How Snowplow EmrEtlRunner differentiate time boundary between jobs?

I am wondering how Snowplow EmrEtlRunner differentiate between raw data that has been processed and those that are new? For example, I have data from 13 Sep - 15 Sep and I am running the EmrEtl job daily. When I run in on 15 Sep, How does it know now to process data from 13 Sep (since I already ran it on 14th Sep)?

@aditya, the processed files are being archived (moved away). You can examine the dataflow diagram to have a better understanding of how it works: https://github.com/snowplow/snowplow/wiki/Batch-pipeline-steps.

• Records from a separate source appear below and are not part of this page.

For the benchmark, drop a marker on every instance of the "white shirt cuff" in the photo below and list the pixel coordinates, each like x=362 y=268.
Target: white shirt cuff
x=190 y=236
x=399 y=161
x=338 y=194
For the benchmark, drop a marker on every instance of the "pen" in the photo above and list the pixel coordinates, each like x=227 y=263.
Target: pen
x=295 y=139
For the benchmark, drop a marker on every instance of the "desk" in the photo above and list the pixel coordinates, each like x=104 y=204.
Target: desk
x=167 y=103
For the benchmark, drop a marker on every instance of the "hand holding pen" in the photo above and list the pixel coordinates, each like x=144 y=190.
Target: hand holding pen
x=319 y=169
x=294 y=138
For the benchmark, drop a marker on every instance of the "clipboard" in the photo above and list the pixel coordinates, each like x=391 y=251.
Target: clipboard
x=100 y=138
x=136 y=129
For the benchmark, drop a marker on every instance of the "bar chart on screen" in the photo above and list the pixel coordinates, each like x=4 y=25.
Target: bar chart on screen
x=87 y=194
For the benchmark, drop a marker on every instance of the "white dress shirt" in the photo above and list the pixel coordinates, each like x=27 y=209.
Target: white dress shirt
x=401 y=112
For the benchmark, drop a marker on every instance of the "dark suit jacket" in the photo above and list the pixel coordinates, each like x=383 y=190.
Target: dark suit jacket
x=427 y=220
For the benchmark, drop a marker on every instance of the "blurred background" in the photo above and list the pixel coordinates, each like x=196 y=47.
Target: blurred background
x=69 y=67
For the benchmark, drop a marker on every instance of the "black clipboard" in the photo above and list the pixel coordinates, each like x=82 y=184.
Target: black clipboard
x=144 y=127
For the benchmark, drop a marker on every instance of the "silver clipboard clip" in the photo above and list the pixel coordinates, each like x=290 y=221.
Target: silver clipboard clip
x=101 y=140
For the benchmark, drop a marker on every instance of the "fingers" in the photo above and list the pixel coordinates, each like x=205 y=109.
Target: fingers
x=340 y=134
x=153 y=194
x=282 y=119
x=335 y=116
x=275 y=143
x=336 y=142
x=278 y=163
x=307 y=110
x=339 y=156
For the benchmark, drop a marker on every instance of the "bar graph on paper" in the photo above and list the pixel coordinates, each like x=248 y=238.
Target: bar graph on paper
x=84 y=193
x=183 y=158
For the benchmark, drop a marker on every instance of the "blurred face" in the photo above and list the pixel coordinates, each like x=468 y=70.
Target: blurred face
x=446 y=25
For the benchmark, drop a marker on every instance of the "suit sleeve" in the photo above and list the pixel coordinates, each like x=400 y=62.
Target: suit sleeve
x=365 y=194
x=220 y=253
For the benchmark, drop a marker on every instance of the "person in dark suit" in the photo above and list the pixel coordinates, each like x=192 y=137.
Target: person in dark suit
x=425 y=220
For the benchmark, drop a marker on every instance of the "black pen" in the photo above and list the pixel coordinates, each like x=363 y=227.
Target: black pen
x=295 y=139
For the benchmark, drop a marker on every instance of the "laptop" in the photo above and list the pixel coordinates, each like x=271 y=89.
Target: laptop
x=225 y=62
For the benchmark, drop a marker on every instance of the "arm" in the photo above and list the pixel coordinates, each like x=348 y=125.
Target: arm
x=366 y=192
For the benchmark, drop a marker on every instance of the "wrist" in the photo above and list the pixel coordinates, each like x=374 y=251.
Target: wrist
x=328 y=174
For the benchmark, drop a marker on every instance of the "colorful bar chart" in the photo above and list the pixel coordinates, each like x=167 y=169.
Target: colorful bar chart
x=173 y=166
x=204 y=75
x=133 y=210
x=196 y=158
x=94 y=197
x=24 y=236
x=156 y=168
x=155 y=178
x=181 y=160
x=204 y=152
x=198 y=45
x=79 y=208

The confusion could arise if you do not configure your buckets correctly which might result archiving the raw data into the very same processing bucket: https://github.com/snowplow/snowplow/wiki/Common-configuration#s3.

So everytime the EMR ETL process runs, it will check in the archived folder ? But what exactly does it check?

So if I look into my 3 archive folders (raw, enriched, shredded), there are gonna be folders with common pattern to be found which are run=YYYY-MM-DD-HH-MM-SS folders. Those timestamp will follow the timestamp of when I run my EMR-ETL process.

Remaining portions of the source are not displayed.